Exposure to hazardous substances in the workplace can also affect the health of a pregnancy. Although occupational exposure limits have been established to protect workers, there is little research that specifically addresses reproductive hazards. Several agents are known to be reproductive hazards, including lead, ionizing radiation and certain ethylene glycol ethers. However, most chemicals in the workplace have not been evaluated for reproductive toxicity.

Some steps pregnant employees can take to minimize risk to themselves and their fetus include:

  • Washing hands after contact with potentially hazardous substances and before eating or drinking.
  • Using PPE (gloves, respirators and specific types of clothing) to reduce hazard exposures.
  • Avoiding bringing contaminated clothing or other objects home. If work clothes must be brought home, they should be transported a sealed plastic bag and washed separately from other laundry.
  • Reviewing safety information (e.g., Safety Data Sheets) for chemicals in the workplace.
  • Participating in all workplace safety and health education, training and monitoring programs.

The majority of workers can safely continue their regular job duties throughout pregnancy. If an employee has any concerns about her specific workplace reproductive hazards she should discuss them with onsite employee health personnel or clinic staff (if applicable) and her obstetrician or other personal medical provider.
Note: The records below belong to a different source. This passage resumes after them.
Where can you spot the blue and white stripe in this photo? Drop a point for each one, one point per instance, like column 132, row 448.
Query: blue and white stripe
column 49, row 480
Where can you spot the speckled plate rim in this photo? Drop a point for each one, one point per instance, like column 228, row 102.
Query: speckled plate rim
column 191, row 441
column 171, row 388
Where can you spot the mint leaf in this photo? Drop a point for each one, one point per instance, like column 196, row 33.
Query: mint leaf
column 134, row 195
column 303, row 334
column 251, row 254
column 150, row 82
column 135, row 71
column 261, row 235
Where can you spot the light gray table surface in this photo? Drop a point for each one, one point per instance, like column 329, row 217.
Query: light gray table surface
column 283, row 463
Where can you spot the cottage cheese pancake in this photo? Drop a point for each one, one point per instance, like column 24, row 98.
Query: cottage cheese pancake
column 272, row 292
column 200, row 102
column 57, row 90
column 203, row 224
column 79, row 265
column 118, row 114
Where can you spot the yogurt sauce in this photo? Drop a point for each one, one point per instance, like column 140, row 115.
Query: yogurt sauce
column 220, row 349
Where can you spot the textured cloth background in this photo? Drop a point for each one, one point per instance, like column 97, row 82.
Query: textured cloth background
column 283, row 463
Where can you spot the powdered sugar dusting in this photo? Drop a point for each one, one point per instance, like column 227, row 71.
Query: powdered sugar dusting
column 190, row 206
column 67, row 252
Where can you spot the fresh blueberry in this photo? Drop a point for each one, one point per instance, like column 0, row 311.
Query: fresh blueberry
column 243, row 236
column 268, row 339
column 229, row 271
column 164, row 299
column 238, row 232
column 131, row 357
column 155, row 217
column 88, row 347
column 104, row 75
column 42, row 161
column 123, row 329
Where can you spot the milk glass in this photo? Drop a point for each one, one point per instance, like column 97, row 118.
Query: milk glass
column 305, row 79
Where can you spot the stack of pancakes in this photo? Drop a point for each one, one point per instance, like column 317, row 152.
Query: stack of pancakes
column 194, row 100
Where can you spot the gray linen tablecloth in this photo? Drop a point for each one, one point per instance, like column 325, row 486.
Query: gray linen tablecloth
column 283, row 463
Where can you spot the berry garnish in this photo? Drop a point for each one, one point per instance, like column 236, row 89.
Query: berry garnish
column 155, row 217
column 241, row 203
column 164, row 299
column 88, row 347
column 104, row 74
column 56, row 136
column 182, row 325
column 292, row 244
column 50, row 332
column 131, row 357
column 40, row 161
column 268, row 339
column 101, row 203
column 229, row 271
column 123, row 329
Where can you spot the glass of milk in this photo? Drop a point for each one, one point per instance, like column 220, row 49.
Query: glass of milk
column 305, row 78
About Peggy Young v United Parcel Service

At issue in this Supreme Court case is whether the Pregnancy Discrimination Act “requires an employer that provides work accommodations to non-pregnant employees with work limitations to provide work accommodations to pregnant employees who are similar in their ability or inability to work.”

Lower courts have ruled in the employer’s favor, which describes its policies as “pregnancy-neutral” and governed by a collective bargaining agreement that does not apply to the plaintiff.

The Pregnancy Discrimination Act does not expressly mandate that employers make accommodations for pregnant women. The plaintiff’s position is that she was required to go on unpaid maternity leave when she could have been placed in a modified-duty assignment to accommodate a recommendation from her doctor that she lift no more than 20 pounds. At UPS, the ability to lift up to 70 pounds is considered an essential job function.

A separate piece of proposed legislation, the Pregnant Workers Fairness Act, would make it illegal for employers, employment agencies and labor organizations to:

  • fail to make reasonable accommodations for limitations related to pregnancy, childbirth or medical conditions of job applicants or employees, unless the accommodation would impose an undue hardship on business operations.
  • deny employment opportunities based on the need to make reasonable accommodations.
  •  require job applicants or employees to accept an accommodation that they choose not to accept.
  • require employees to take leave if another reasonable accommodation can be provided to address their known limitations.

No substantive action was taken on the proposed fairness act before Congress adjourned this year.